La sanction pour non-respect des obligations déclaratives relatives aux trusts : une disposition inconstitutionnelle?

Le régime fiscal français applicable aux trusts étrangers a été profondément modifié par la loi de finances rectificative pour 2011 (loi n°2001-900 du 29 juillet 2011). Les sanctions assortissant le dispositif suscitent toutefois l’interrogation sous l’angle du droit constitutionnel.

L’exposé des motifs de la loi du 29 juillet 2011 soulignait que  » compte tenu de la singularité des concepts mis en œuvre par les droits étrangers qui connaissent le trust, le régime fiscal de ce dernier n’est pas toujours clair. Certes, la jurisprudence reconnaît la validité de trusts constitués à l’étranger, mais il n’est pas toujours possible de qualifier les relations juridiques caractéristiques du trust au regard des catégories juridiques de droit interne pour en déduire la fiscalité applicable« , avant de conclure que « les éléments d’incertitudes sur le régime fiscal des trusts sont de nature à faciliter les usages de cet instrument à des fins d’évasion fiscale. Il en résulte un traitement inéquitable des contribuables selon le mode de gestion de leur patrimoine « .

Pour permettre à l’administration fiscale d’être informée de l’existence des trusts étrangers qui ont un lien territorial avec la France1, l’article 1649 AB du CGI prévoit deux obligations déclaratives indépendantes l’une de l’autre, à la charge des administrateurs des trusts. Ainsi, les administrateurs sont tenus de procéder à :

  • une déclaration relative à la constitution, la modification ou l’extinction, ainsi qu’au contenu des termes du trust (alinéa 1) ;
  • tous les ans, une déclaration de la valeur vénale au 1er janvier de l’année des biens, droits ou produits capitalisés au sein du trust (alinéa 6).
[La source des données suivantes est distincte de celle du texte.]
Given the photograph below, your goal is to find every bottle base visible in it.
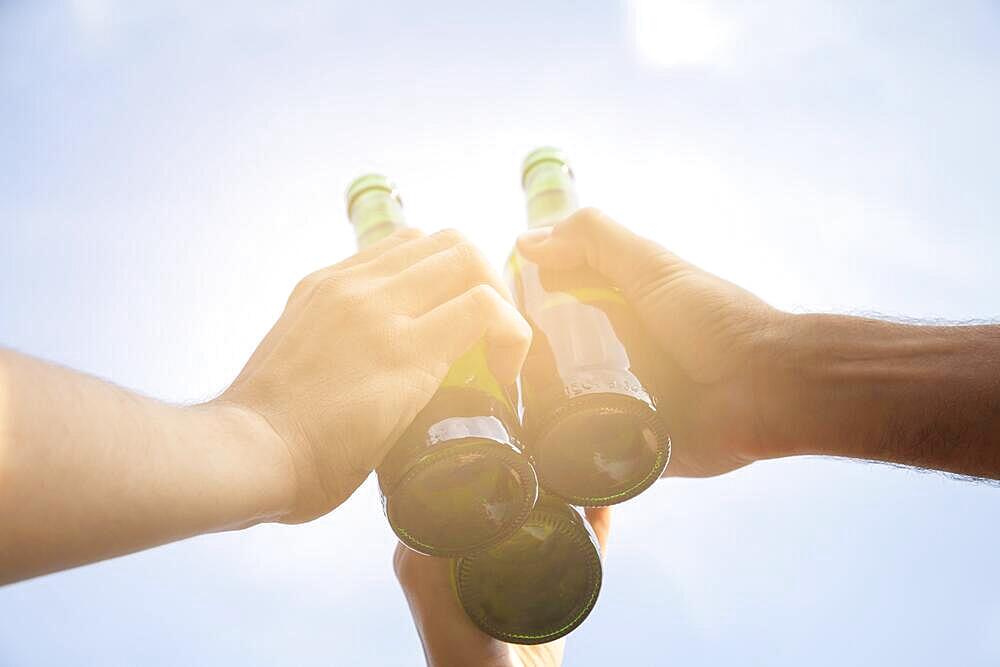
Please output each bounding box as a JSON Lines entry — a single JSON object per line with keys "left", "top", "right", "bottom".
{"left": 453, "top": 506, "right": 602, "bottom": 645}
{"left": 531, "top": 393, "right": 670, "bottom": 506}
{"left": 384, "top": 439, "right": 538, "bottom": 557}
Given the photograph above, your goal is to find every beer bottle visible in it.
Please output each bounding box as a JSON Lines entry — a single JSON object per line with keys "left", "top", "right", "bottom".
{"left": 346, "top": 174, "right": 538, "bottom": 556}
{"left": 507, "top": 149, "right": 670, "bottom": 506}
{"left": 452, "top": 494, "right": 602, "bottom": 645}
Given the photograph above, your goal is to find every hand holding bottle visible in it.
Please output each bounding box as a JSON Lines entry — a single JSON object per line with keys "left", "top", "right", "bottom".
{"left": 395, "top": 507, "right": 611, "bottom": 667}
{"left": 346, "top": 174, "right": 539, "bottom": 557}
{"left": 518, "top": 207, "right": 1000, "bottom": 482}
{"left": 517, "top": 208, "right": 783, "bottom": 479}
{"left": 219, "top": 228, "right": 532, "bottom": 523}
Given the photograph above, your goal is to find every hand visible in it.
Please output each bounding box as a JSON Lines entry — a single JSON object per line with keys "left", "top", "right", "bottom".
{"left": 218, "top": 228, "right": 532, "bottom": 523}
{"left": 517, "top": 209, "right": 786, "bottom": 478}
{"left": 395, "top": 507, "right": 611, "bottom": 667}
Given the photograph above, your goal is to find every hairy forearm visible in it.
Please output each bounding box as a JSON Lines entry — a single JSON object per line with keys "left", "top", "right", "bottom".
{"left": 757, "top": 315, "right": 1000, "bottom": 478}
{"left": 0, "top": 350, "right": 293, "bottom": 584}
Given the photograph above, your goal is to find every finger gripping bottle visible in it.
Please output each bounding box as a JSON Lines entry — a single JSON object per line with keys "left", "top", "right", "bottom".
{"left": 346, "top": 174, "right": 538, "bottom": 557}
{"left": 507, "top": 149, "right": 670, "bottom": 506}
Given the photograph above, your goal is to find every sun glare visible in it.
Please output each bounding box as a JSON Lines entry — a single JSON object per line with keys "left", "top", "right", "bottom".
{"left": 629, "top": 0, "right": 731, "bottom": 68}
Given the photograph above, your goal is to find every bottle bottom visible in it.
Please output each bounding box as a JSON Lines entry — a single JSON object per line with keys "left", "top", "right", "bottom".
{"left": 532, "top": 394, "right": 670, "bottom": 506}
{"left": 453, "top": 506, "right": 602, "bottom": 645}
{"left": 385, "top": 439, "right": 538, "bottom": 557}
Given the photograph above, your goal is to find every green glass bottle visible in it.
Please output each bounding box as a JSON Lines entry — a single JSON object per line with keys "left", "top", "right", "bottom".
{"left": 452, "top": 493, "right": 603, "bottom": 645}
{"left": 345, "top": 174, "right": 539, "bottom": 557}
{"left": 507, "top": 148, "right": 671, "bottom": 506}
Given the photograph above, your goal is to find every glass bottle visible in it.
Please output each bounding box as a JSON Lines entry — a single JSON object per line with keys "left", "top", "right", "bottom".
{"left": 345, "top": 174, "right": 539, "bottom": 557}
{"left": 507, "top": 148, "right": 671, "bottom": 506}
{"left": 452, "top": 493, "right": 603, "bottom": 645}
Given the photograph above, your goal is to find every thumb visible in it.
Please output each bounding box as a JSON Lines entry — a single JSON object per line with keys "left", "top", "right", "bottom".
{"left": 516, "top": 208, "right": 685, "bottom": 298}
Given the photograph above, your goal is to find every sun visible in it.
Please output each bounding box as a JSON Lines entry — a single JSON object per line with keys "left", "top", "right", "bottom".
{"left": 629, "top": 0, "right": 732, "bottom": 68}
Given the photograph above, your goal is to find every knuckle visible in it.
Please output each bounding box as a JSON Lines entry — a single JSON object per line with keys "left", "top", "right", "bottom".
{"left": 469, "top": 282, "right": 495, "bottom": 299}
{"left": 567, "top": 206, "right": 609, "bottom": 234}
{"left": 467, "top": 283, "right": 499, "bottom": 311}
{"left": 433, "top": 227, "right": 465, "bottom": 247}
{"left": 394, "top": 227, "right": 423, "bottom": 241}
{"left": 379, "top": 316, "right": 416, "bottom": 364}
{"left": 315, "top": 272, "right": 376, "bottom": 314}
{"left": 452, "top": 241, "right": 486, "bottom": 271}
{"left": 316, "top": 271, "right": 350, "bottom": 297}
{"left": 292, "top": 271, "right": 324, "bottom": 299}
{"left": 500, "top": 324, "right": 532, "bottom": 353}
{"left": 502, "top": 307, "right": 532, "bottom": 341}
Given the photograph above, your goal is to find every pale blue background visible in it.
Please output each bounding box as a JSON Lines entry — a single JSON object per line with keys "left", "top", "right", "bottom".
{"left": 2, "top": 1, "right": 1000, "bottom": 665}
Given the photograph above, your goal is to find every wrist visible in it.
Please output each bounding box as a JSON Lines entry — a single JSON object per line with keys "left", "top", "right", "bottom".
{"left": 748, "top": 312, "right": 863, "bottom": 462}
{"left": 196, "top": 400, "right": 297, "bottom": 527}
{"left": 743, "top": 310, "right": 804, "bottom": 462}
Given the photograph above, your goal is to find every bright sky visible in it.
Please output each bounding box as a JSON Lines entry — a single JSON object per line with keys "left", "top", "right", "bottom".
{"left": 2, "top": 1, "right": 1000, "bottom": 665}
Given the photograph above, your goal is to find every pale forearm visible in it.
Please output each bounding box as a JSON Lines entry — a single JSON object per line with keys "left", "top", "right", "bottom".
{"left": 0, "top": 350, "right": 293, "bottom": 584}
{"left": 758, "top": 315, "right": 1000, "bottom": 478}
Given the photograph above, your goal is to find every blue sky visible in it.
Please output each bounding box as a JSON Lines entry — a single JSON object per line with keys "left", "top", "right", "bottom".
{"left": 2, "top": 1, "right": 1000, "bottom": 665}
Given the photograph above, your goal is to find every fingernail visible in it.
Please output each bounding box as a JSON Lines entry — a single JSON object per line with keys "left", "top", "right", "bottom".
{"left": 517, "top": 227, "right": 552, "bottom": 246}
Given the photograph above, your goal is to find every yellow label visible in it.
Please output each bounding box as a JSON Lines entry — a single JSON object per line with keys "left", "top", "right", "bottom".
{"left": 440, "top": 339, "right": 510, "bottom": 407}
{"left": 542, "top": 287, "right": 626, "bottom": 308}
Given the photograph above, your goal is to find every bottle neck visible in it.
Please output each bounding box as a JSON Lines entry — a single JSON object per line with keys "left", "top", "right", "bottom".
{"left": 523, "top": 161, "right": 579, "bottom": 229}
{"left": 349, "top": 189, "right": 406, "bottom": 250}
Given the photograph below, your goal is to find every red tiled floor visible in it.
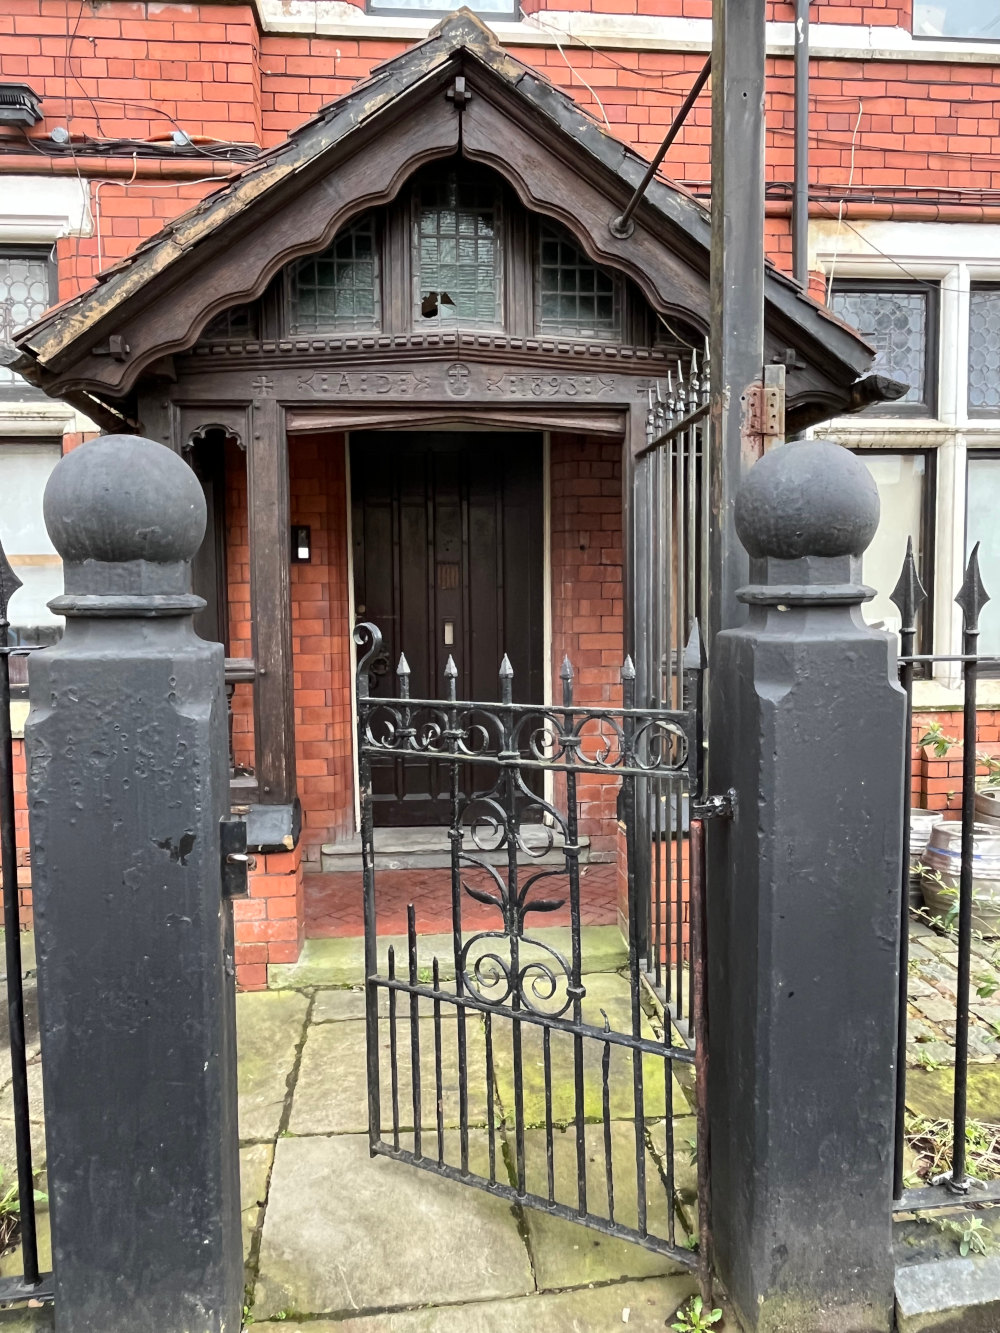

Le non-respect de cette obligation est passible d’une sanction prévue à l’article 1736 IV bis du CGI, lequel prévoit que « les infractions à l’article 1649 AB sont passibles d’une amende de 20 000 € ou, s’il est plus élevé, d’un montant égal à 12,5% des biens ou droits placés dans le trust ainsi que des produits qui y sont capitalisés ». Le BOFIP indique à cet égard que l’assiette de l’amende est constituée de « la valeur totale des biens, droits et produits capitalisés, situés en France et hors de France, composant le trust » (BOI-PAT-ISF-30-20-30, n°380).

De plus, l’article 1754, V 8 du CGI prévoit une solidarité de paiement des constituants et/ou des bénéficiaires réputés constituants2 soumis au prélèvement sui generis prévu à l’article 990 J du CGI avec l’administrateur du trust pour le paiement de l’amende prévue en cas d’infraction à ses obligations déclaratives.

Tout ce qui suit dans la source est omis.